Uno por uno, los suicidas
saltan
desde el puente sobre el río
que atraviesa la ciudad.
Uno por uno.
Se quitan los zapatos
y los dan a los mendigos que habitan sobre el puente.
Y luego saltan. El viento en la cara los golpea
durante el vuelo.
Se dice que es de buena suerte
estrechar antes la mano a los mendigos.
Una buena ola te arrastrará hasta el fondo.
Te vendrán a la mente sólo los mejores recuerdos.
El agua no la sentirás tan fría
que te venga el deseo de sacar la cabeza
y respirar.
Mejor de madrugada: menor la muchedumbre
de los que esperan turno.
Un café en aquella mesa, mientras hojeas los diarios.

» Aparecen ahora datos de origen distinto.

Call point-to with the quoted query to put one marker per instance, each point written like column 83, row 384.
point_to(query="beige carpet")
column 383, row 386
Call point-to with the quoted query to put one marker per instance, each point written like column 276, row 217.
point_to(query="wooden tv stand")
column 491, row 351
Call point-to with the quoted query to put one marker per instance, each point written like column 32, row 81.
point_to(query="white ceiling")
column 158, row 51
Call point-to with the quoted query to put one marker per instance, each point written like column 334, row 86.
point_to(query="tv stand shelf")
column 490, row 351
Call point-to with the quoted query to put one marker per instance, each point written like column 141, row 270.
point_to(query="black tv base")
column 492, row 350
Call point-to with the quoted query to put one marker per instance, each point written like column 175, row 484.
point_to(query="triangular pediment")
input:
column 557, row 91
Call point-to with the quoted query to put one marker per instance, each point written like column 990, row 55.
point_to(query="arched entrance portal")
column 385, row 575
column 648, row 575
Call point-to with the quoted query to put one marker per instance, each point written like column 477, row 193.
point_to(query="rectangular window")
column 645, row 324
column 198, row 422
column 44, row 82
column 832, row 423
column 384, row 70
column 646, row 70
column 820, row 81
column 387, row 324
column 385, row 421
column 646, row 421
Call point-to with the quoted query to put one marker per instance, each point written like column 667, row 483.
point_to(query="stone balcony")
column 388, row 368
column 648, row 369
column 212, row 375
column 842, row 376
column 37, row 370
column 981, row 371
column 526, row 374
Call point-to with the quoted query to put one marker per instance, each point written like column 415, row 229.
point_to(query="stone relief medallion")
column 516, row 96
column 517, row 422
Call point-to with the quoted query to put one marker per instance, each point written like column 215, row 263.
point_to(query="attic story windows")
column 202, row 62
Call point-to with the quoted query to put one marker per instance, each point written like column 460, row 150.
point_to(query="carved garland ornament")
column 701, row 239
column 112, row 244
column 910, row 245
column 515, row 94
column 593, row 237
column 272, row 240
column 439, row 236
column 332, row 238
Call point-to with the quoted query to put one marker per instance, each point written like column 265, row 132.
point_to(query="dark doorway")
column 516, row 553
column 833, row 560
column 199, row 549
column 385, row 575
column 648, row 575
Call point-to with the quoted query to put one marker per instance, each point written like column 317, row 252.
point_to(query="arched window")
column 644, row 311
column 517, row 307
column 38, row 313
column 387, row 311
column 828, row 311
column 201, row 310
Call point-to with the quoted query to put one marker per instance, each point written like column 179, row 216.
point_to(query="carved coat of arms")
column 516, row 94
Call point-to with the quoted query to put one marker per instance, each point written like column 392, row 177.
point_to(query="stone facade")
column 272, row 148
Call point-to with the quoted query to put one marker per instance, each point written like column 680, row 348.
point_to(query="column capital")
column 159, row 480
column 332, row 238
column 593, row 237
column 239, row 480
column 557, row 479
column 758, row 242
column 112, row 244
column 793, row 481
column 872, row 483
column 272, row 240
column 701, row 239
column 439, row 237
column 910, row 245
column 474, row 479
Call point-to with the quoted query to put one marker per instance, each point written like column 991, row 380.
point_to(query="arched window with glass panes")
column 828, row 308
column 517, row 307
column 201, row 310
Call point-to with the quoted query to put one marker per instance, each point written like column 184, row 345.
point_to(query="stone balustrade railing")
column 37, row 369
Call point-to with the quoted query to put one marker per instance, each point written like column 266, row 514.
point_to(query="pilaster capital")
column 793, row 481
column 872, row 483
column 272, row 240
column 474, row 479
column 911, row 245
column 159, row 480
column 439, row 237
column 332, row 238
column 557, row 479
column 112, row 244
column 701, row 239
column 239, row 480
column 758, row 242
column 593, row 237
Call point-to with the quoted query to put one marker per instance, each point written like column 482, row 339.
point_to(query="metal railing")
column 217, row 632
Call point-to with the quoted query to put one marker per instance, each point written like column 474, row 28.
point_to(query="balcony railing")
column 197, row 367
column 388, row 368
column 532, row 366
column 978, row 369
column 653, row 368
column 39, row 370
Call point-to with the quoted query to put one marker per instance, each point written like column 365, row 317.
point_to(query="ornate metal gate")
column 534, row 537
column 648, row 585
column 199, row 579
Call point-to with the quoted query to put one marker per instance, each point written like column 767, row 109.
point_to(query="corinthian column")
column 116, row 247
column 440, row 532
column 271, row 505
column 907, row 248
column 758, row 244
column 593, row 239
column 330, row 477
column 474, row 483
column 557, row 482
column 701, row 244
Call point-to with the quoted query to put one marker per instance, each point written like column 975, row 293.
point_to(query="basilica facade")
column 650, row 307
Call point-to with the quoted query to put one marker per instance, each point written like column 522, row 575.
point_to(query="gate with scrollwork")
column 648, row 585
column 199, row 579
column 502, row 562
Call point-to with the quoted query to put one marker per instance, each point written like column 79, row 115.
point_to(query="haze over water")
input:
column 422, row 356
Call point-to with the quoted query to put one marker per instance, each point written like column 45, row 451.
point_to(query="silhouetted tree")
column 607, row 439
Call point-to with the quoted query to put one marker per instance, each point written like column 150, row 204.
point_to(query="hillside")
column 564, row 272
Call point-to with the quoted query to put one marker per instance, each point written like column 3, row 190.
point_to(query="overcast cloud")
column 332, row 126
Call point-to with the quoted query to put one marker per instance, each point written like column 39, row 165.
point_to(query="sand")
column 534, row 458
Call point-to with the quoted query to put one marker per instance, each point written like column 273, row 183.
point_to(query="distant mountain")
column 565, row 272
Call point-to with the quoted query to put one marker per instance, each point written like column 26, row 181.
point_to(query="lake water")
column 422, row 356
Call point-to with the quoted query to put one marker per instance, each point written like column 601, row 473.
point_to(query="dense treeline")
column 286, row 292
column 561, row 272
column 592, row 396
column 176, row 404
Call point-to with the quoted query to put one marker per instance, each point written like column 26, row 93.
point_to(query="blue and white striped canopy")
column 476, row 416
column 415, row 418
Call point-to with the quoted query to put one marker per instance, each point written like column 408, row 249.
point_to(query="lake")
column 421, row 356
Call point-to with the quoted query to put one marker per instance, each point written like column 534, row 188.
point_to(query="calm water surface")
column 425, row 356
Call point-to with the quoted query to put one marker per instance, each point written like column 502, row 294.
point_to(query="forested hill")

Y si te queda tiempo, es buen momento
para escribir algunas cartas:
a la novia, la amante, el hijo aún no nacido.
El buen mesero las entregará. Que sea generosa tu propina.
Inclínate sobre la barandilla.
Levanta despacio los pies, desde el talón hasta la punta.
Empuja tu cuerpo hacia adelante, los hombros bien erguidos.
Con un pequeño salto flexiona las rodillas.
Y vuela, oh suicida,
vuela y siente el peso de tu propio cuerpo
arrastrándote hacia abajo. Lastre letal,
ilustre fardo que acostumbrabas llevar sobre los pies.
Qué a tiempo lo has echado por la borda.
Deja ahora de temblar. La barca se aproxima al puerto,
los mástiles quebrados, pero a flote.
Ahora llega. Atraca. Ya desciendes al muelle,
como en aquellos sueños donde te sentías caer
desde al más alto de los edificios,
y en el instante del golpe contra el suelo
despertabas,
ileso, con un libro entre las manos,
y un rumor de palabras incompletas
se acercaba a tus oídos desde otra habitación.